St. Wendel. Die bislang anhaltende Kälte in Deutschland treibt die Nachfrage nach Heizöl in die Höhe. Hinzu kommt: Ein Großteil des Öls wird über Wasserwege transportiert, die Flüsse sind jedoch teils immer noch vereist. Vorratstanks, wie etwa im Trierer Hafen, sind fast leer. Ein Engpass ist zu spüren.Deshalb müssen im St

St. Wendel. Die bislang anhaltende Kälte in Deutschland treibt die Nachfrage nach Heizöl in die Höhe. Hinzu kommt: Ein Großteil des Öls wird über Wasserwege transportiert, die Flüsse sind jedoch teils immer noch vereist. Vorratstanks, wie etwa im Trierer Hafen, sind fast leer. Ein Engpass ist zu spüren.Deshalb müssen im St. Wendeler Land Kunden momentan tief in die Tasche greifen. Doch nicht nur das Wetter ist am aktuell hohen Preis schuld: Viele Verbraucher, auch im Landkreis, haben darauf spekuliert, dass die Preise im Februar fallen. Daher ließen sie nicht frühzeitig ihre Tanks füllen Doch dann sanken die Temperaturen rapide - und die Preise kletterten.

In vielen Haushalten sind die Tanks fast leer, einige haben gar kein Öl mehr. Die meisten Heizölhändler versorgen die Notfälle zuerst. Mit Lieferverzögerung muss der Kunde jedoch rechnen. Dies bestätigen Heizöllieferanten.

"Die Leute sind in Panik verfallen", sagt Bernd Jungblut von Jungblut Bau- und Brennstoffe aus Oberthal. Die Firma hat nach eigenen Angaben zwischen 1700 und 1800 Kunden im Landkreis. "Von 100 Anfragen in der vergangenen Woche waren 50 von Menschen, die kaum noch oder überhaupt kein Heizöl mehr haben", gibt Jungblut an. Aufgrund der prekären Lage in Trier bekomme er das Heizöl momentan aus Ludwigshafen. Dort müssten die Lastwagen bis zu drei Stunden aufs Befüllen warten. Seine Kunden warteten bis zu einer Woche. Notfälle hätten dabei Vorrang: "Jedoch verlangen wir keinen extra Aufschlag für die Anlieferung."
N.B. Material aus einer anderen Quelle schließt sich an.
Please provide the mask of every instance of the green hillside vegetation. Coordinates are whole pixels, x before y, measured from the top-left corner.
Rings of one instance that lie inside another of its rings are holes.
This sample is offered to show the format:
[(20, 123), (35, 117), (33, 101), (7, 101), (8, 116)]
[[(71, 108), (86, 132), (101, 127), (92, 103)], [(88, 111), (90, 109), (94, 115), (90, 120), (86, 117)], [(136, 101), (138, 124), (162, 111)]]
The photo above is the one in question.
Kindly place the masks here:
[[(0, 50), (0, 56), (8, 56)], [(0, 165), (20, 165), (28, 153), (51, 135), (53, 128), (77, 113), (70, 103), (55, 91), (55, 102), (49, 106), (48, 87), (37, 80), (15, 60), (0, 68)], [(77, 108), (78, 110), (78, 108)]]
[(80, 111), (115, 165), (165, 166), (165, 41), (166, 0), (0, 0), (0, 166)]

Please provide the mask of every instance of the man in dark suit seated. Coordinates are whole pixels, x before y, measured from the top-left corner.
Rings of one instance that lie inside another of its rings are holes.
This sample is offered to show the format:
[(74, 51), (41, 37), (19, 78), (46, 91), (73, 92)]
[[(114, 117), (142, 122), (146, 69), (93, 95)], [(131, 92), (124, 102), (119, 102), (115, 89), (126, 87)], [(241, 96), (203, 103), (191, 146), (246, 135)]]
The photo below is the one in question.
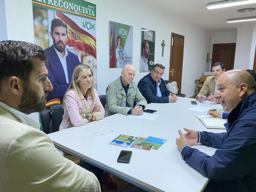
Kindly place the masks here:
[(67, 25), (60, 19), (52, 21), (51, 38), (53, 45), (44, 50), (48, 59), (45, 66), (53, 89), (49, 92), (47, 101), (59, 98), (62, 102), (69, 85), (74, 69), (80, 62), (77, 56), (66, 49), (68, 40)]
[[(214, 97), (230, 112), (226, 133), (186, 129), (176, 144), (183, 159), (210, 179), (204, 192), (256, 191), (256, 83), (241, 70), (221, 74)], [(190, 147), (198, 143), (217, 148), (210, 156)]]
[(155, 64), (150, 72), (139, 82), (138, 87), (148, 103), (176, 102), (177, 98), (166, 87), (161, 78), (165, 67), (161, 64)]

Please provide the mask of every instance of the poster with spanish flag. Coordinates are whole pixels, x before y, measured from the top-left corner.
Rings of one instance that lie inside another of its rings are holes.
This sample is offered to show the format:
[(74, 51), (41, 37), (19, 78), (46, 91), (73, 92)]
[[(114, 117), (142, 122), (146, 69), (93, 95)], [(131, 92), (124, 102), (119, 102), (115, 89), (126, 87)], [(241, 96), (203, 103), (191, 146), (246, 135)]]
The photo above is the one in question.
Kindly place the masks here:
[(74, 68), (89, 65), (97, 89), (96, 5), (84, 0), (32, 0), (35, 44), (42, 47), (53, 90), (47, 100), (63, 96)]

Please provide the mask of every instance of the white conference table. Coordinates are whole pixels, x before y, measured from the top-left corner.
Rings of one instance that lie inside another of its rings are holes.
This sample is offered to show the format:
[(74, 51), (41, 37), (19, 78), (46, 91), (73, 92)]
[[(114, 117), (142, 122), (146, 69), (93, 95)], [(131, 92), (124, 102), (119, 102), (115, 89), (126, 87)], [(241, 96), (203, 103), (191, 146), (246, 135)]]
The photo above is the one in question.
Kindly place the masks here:
[[(199, 192), (208, 178), (182, 160), (175, 144), (176, 138), (179, 136), (178, 130), (183, 130), (186, 127), (214, 132), (225, 130), (207, 129), (196, 117), (206, 115), (207, 111), (199, 112), (188, 109), (196, 106), (221, 109), (220, 105), (192, 105), (190, 100), (195, 100), (179, 97), (175, 103), (148, 104), (146, 108), (158, 111), (154, 114), (159, 115), (156, 120), (132, 118), (121, 114), (109, 116), (105, 118), (113, 120), (113, 132), (100, 137), (92, 135), (94, 127), (92, 122), (48, 135), (57, 148), (147, 191)], [(120, 134), (146, 138), (152, 136), (167, 141), (158, 150), (150, 151), (109, 144)], [(193, 147), (210, 155), (215, 151), (202, 145)], [(117, 162), (121, 150), (132, 151), (129, 164)]]

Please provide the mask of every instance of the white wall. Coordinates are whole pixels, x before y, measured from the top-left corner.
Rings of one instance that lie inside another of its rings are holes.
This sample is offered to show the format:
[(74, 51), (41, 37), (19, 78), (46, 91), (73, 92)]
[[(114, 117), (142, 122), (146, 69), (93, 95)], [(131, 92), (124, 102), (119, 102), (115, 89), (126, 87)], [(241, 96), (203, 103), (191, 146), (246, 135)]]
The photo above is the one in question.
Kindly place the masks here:
[(256, 25), (254, 25), (253, 27), (251, 43), (250, 61), (249, 62), (249, 66), (248, 67), (248, 68), (249, 69), (253, 68), (253, 64), (254, 61), (254, 54), (255, 54), (255, 49), (256, 48)]
[(6, 18), (5, 13), (5, 2), (4, 0), (0, 0), (0, 41), (7, 39), (7, 30), (6, 28)]
[[(98, 77), (100, 77), (98, 78), (98, 90), (100, 94), (105, 94), (109, 83), (116, 79), (121, 72), (121, 69), (108, 68), (108, 34), (105, 32), (108, 29), (110, 20), (133, 26), (133, 62), (137, 71), (134, 79), (136, 83), (148, 73), (139, 72), (141, 27), (156, 31), (155, 63), (161, 63), (166, 67), (166, 73), (163, 76), (164, 79), (168, 79), (171, 32), (184, 36), (181, 91), (187, 96), (194, 94), (195, 80), (208, 68), (206, 57), (209, 32), (180, 20), (178, 17), (165, 10), (164, 8), (148, 5), (146, 1), (122, 1), (122, 8), (130, 10), (126, 14), (122, 12), (117, 14), (117, 11), (112, 11), (120, 9), (119, 1), (111, 1), (111, 7), (108, 1), (91, 2), (96, 4), (97, 7), (97, 72)], [(144, 8), (142, 9), (142, 7)], [(166, 45), (164, 57), (162, 57), (161, 44), (163, 40)]]
[[(218, 31), (212, 32), (210, 57), (212, 59), (212, 46), (213, 44), (222, 43), (234, 43), (236, 42), (237, 30), (233, 31)], [(209, 65), (209, 71), (211, 71), (211, 61)]]
[(249, 67), (253, 28), (251, 25), (237, 28), (234, 69), (247, 69)]
[[(195, 80), (203, 72), (208, 70), (206, 58), (210, 36), (208, 31), (180, 20), (178, 16), (165, 10), (164, 7), (148, 4), (146, 0), (123, 1), (121, 6), (120, 1), (117, 0), (112, 0), (111, 3), (104, 0), (88, 1), (96, 5), (97, 81), (100, 94), (105, 94), (108, 84), (121, 73), (121, 69), (110, 69), (108, 67), (108, 32), (110, 20), (134, 27), (133, 62), (137, 71), (134, 79), (136, 83), (147, 74), (139, 72), (141, 27), (156, 32), (155, 62), (166, 67), (166, 74), (163, 77), (164, 79), (168, 79), (171, 32), (184, 36), (181, 92), (187, 96), (194, 94)], [(6, 0), (5, 3), (8, 39), (34, 42), (31, 0)], [(120, 7), (121, 11), (118, 11)], [(123, 11), (125, 10), (129, 11)], [(162, 57), (161, 44), (163, 40), (166, 46)]]

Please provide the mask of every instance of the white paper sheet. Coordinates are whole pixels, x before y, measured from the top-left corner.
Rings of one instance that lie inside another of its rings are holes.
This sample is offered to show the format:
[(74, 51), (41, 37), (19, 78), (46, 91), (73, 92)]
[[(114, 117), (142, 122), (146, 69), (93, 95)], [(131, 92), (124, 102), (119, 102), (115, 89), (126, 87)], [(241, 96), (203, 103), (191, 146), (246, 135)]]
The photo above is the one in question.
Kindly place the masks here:
[(193, 110), (194, 111), (199, 111), (199, 112), (203, 112), (204, 111), (208, 111), (212, 108), (209, 107), (202, 107), (202, 106), (196, 106), (193, 107), (190, 107), (188, 108), (189, 110)]
[(159, 115), (153, 115), (150, 113), (143, 113), (143, 114), (142, 115), (129, 115), (128, 116), (129, 117), (132, 117), (133, 118), (137, 118), (139, 119), (147, 119), (148, 120), (152, 120), (155, 121)]

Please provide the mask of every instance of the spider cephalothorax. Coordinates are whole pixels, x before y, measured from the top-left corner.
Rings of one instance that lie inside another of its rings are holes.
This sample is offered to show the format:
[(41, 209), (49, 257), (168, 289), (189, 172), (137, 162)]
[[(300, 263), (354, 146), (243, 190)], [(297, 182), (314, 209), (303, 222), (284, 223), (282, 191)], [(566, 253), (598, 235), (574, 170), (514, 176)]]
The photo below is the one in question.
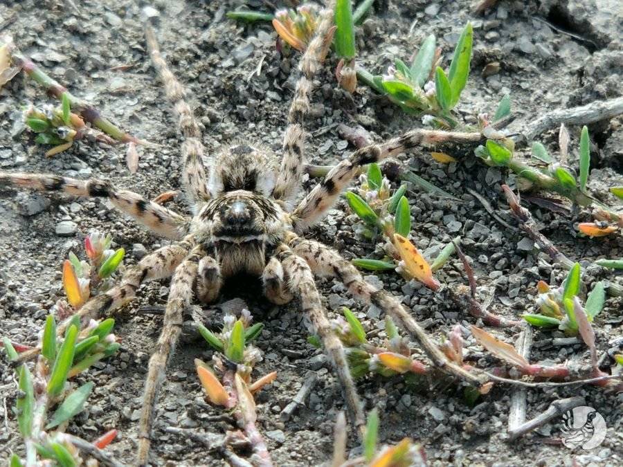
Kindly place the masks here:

Die Lockweiler Firma Peter Schirra versorgt auch die nördlichen Gebiete des Landkreises mit Heizöl. Werner Zarth, kaufmännischer Angestellter, gibt an: "Pro Tag haben wir zwischen zehn und 15 Anrufer, die kein Heizöl mehr haben. Da der Trierer Hafen zu ist, kommt unser Öl aus Köln-Wesseling."

Auch die Firma Schirra versorgt Notfälle zuerst. Kunden, die noch Vorräte haben, rät Zarth, mit dem Kauf zu warten: "Die Preise sind einfach zu hoch."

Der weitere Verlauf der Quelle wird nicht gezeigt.